= Sichuan-Tibet Networking Project =

Chinese energy infrastructure project

The Sichuan-Tibet Networking Project (川藏联网工程), or Sichuan-Tibet Interconnection Project, formally referred to as the Sichuan-Tibet Interconnection Transmission and Transformation Project, HVDC Sichuan-Tibet, seeks to link the power grid of Chamdo in Tibet with that of Sichuan, thereby terminating the prolonged isolation of the Chamdo region and fundamentally addressing the critical electricity shortage and power deficiency in the southern areas of Chamdo and Garzê in Sichuan. The project spans over 1,500 kilometers, predominantly situated in high mountainous and uninhabited regions, with an average elevation of 3,850 meters and a maximum elevation of 4,980 meters, considered the most arduous power transmission endeavor in the world.

== Geography ==
In the southern region of Garzê Prefecture in Sichuan and the Chamdo area in Tibet, where the average elevation exceeds 3,500 meters, over 700,000 farmers and herdsmen lack reliable access to electricity. The Sichuan-Tibet Interconnection Project links the Tibet-Changdu power grid with the Sichuan power grid, situated on the "Three Rivers Nature Reserve" fault zone where the Jinsha, Nu, and Lancang Rivers converge, recognized as one of the most intricate geological formations and a region with extensive geologic hazards in the world. The project spans over 1,500 kilometers, predominantly traversing high mountains and uninhabited terrain, with an average altitude of 3,850 meters and a maximum altitude of 4,980 meters.

== Project History ==
In August 2013, the State Grid Corporation established the Sichuan-Tibet Interconnection Project Construction Command and stationed it in Batang to comprehensively execute the construction preparatory activities. In January 2014, the National Development and Reform Commission approved the engineering feasibility study program. The project encompasses 1009.2 kilometers of new 500kV transmission line from Xiangcheng to Batang to Chamdo, 512 kilometers of new 220kV transmission line from Chamdo to Yulong and from Chamdo to Batang County, along with the construction of two new 500kV substations in Batang and Chamdo, and two 220kV substations in Bangda and Yulong. The project's overall investment amounts to 6.63 billion yuan.

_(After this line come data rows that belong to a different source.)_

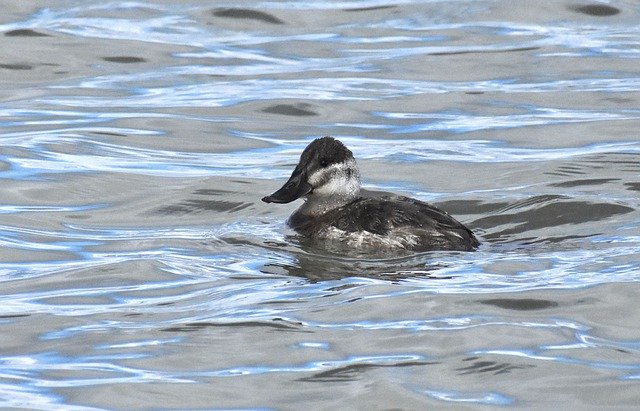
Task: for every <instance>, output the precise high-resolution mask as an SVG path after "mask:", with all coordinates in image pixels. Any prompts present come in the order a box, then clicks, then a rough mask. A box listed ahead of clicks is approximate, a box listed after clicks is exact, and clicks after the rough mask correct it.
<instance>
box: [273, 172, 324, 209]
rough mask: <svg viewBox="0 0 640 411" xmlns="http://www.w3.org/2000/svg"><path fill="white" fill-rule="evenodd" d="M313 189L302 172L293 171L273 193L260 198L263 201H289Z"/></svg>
mask: <svg viewBox="0 0 640 411" xmlns="http://www.w3.org/2000/svg"><path fill="white" fill-rule="evenodd" d="M312 190H313V187H311V184H309V183H307V181H306V178H305V176H304V173H296V172H294V173H293V175H292V176H291V178H290V179H289V181H287V182H286V183H285V185H283V186H282V188H281V189H280V190H278V191H276V192H275V193H273V194H271V195H268V196H266V197H263V198H262V201H264V202H265V203H290V202H292V201H293V200H297V199H298V198H300V197H303V196H306V195H307V194H309V193H310V192H311V191H312Z"/></svg>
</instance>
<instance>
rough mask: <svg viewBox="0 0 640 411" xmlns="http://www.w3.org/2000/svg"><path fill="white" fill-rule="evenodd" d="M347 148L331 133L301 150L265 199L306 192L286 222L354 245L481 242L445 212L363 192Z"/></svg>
mask: <svg viewBox="0 0 640 411" xmlns="http://www.w3.org/2000/svg"><path fill="white" fill-rule="evenodd" d="M359 176H360V175H359V172H358V169H357V165H356V163H355V160H354V159H353V155H352V154H351V151H349V150H348V149H347V148H346V147H345V146H344V145H343V144H342V143H341V142H340V141H338V140H336V139H334V138H332V137H323V138H321V139H317V140H314V141H313V142H312V143H311V144H309V146H308V147H307V148H306V149H305V150H304V151H303V153H302V155H301V158H300V162H299V163H298V165H297V166H296V168H295V170H294V172H293V174H292V175H291V178H290V179H289V181H287V183H285V185H284V186H283V187H282V188H281V189H280V190H278V191H276V192H275V193H274V194H272V195H270V196H267V197H265V198H263V201H265V202H281V203H284V202H291V201H293V200H295V199H297V198H300V197H303V196H304V197H305V201H306V202H305V204H303V205H302V206H301V207H300V208H299V209H298V210H297V211H296V212H295V213H294V214H293V215H292V216H291V217H290V218H289V220H288V224H289V225H290V226H291V227H292V228H293V229H294V230H296V231H297V232H298V233H300V234H301V235H302V236H304V237H305V238H308V239H311V240H314V241H336V242H342V243H344V244H345V245H348V246H353V247H358V248H373V247H377V248H386V249H393V248H400V249H405V250H412V251H430V250H460V251H470V250H473V249H475V248H476V247H478V245H479V242H478V240H477V239H476V237H475V236H474V235H473V233H472V232H471V230H469V229H468V228H467V227H465V226H464V225H463V224H462V223H460V222H459V221H457V220H456V219H455V218H453V217H452V216H451V215H449V214H448V213H446V212H444V211H442V210H440V209H438V208H436V207H434V206H432V205H430V204H427V203H425V202H422V201H419V200H416V199H413V198H409V197H404V196H395V195H392V196H377V197H371V196H369V197H361V196H360V193H359V192H360V181H359Z"/></svg>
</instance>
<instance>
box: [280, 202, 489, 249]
mask: <svg viewBox="0 0 640 411" xmlns="http://www.w3.org/2000/svg"><path fill="white" fill-rule="evenodd" d="M290 223H291V225H292V227H294V228H295V229H296V230H297V231H298V232H301V233H302V234H304V235H306V236H308V237H312V238H314V237H315V238H320V237H329V236H332V237H334V238H333V239H336V240H338V239H340V236H341V235H342V236H343V237H344V240H345V241H346V242H347V243H358V244H353V245H363V244H367V243H368V244H369V245H371V246H381V247H385V246H386V247H392V248H395V247H397V248H403V249H406V250H413V251H429V250H464V251H468V250H473V249H474V248H476V247H477V246H478V245H479V242H478V240H477V239H476V237H475V236H474V235H473V233H472V232H471V230H469V229H468V228H467V227H465V226H464V225H463V224H462V223H460V222H459V221H458V220H456V219H455V218H453V217H452V216H451V215H449V214H448V213H446V212H444V211H442V210H440V209H438V208H436V207H434V206H432V205H430V204H427V203H424V202H422V201H419V200H416V199H412V198H409V197H403V196H384V197H369V198H364V197H362V198H358V199H357V200H355V201H354V202H352V203H349V204H347V205H345V206H343V207H340V208H337V209H335V210H331V211H329V212H328V213H326V214H324V215H322V216H320V217H315V218H304V216H297V217H296V216H295V215H294V216H292V219H291V221H290Z"/></svg>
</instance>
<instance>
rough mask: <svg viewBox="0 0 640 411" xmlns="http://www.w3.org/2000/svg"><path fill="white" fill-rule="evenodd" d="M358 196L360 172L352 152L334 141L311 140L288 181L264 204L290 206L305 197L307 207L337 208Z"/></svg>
mask: <svg viewBox="0 0 640 411" xmlns="http://www.w3.org/2000/svg"><path fill="white" fill-rule="evenodd" d="M359 193H360V172H359V171H358V165H357V164H356V160H355V159H354V158H353V154H352V153H351V151H350V150H349V149H348V148H347V147H345V145H344V144H342V143H341V142H340V141H338V140H336V139H335V138H333V137H328V136H327V137H322V138H318V139H316V140H314V141H313V142H311V144H309V145H308V146H307V148H305V149H304V151H303V152H302V155H301V156H300V161H299V162H298V165H297V166H296V168H295V170H293V173H292V174H291V177H290V178H289V180H288V181H287V182H286V183H285V184H284V186H282V188H280V189H279V190H278V191H276V192H275V193H273V194H271V195H268V196H266V197H264V198H263V199H262V201H264V202H265V203H290V202H291V201H293V200H296V199H298V198H301V197H306V200H308V201H307V203H308V204H307V205H309V206H312V205H317V206H319V207H320V206H321V207H322V208H324V209H325V210H326V209H327V208H335V207H340V206H342V205H344V204H347V203H349V202H351V201H353V200H354V199H355V198H357V197H358V194H359Z"/></svg>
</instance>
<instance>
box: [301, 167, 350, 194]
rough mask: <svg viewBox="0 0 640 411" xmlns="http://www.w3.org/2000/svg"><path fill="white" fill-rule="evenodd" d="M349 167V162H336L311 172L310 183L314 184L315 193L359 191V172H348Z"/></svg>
mask: <svg viewBox="0 0 640 411" xmlns="http://www.w3.org/2000/svg"><path fill="white" fill-rule="evenodd" d="M348 168H349V164H345V163H336V164H332V165H330V166H329V167H326V168H323V169H320V170H318V171H316V172H315V173H313V174H311V175H310V176H309V184H311V185H312V186H313V193H314V194H316V195H319V196H329V195H344V194H350V193H354V192H357V191H358V190H359V188H360V182H359V181H358V177H357V172H355V173H354V172H353V171H352V172H348V170H347V169H348ZM323 182H324V184H322V183H323ZM319 184H322V185H319Z"/></svg>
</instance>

The Sichuan-Tibet connectivity project commenced on March 18, 2014. This is another significant electricity transmission and transformation initiative that crosses alpine and high-altitude regions following the Qinghai-Tibet Networking Project. On August 4, 2014, the Sichuan-Tibet Networking Project commenced wire erection, successfully across the Jinsha River five times, and on November 20, the commissioning ceremony for the Sichuan-Tibet Power Networking Project took place. Yu Zhengsheng, a member of the Politburo Standing Committee of the Chinese Communist Party and Chairman of the National Committee of the Chinese People's Political Consultative Conference (CPPCC), attended the ceremony in Beijing and declared the project's commencement of operations.

The Sichuan-Tibet Power Interconnection Project terminated the prolonged history of isolated network operation in the Chamdo region of Tibet and fundamentally address the power consumption issues of almost 500,000 residents in the area.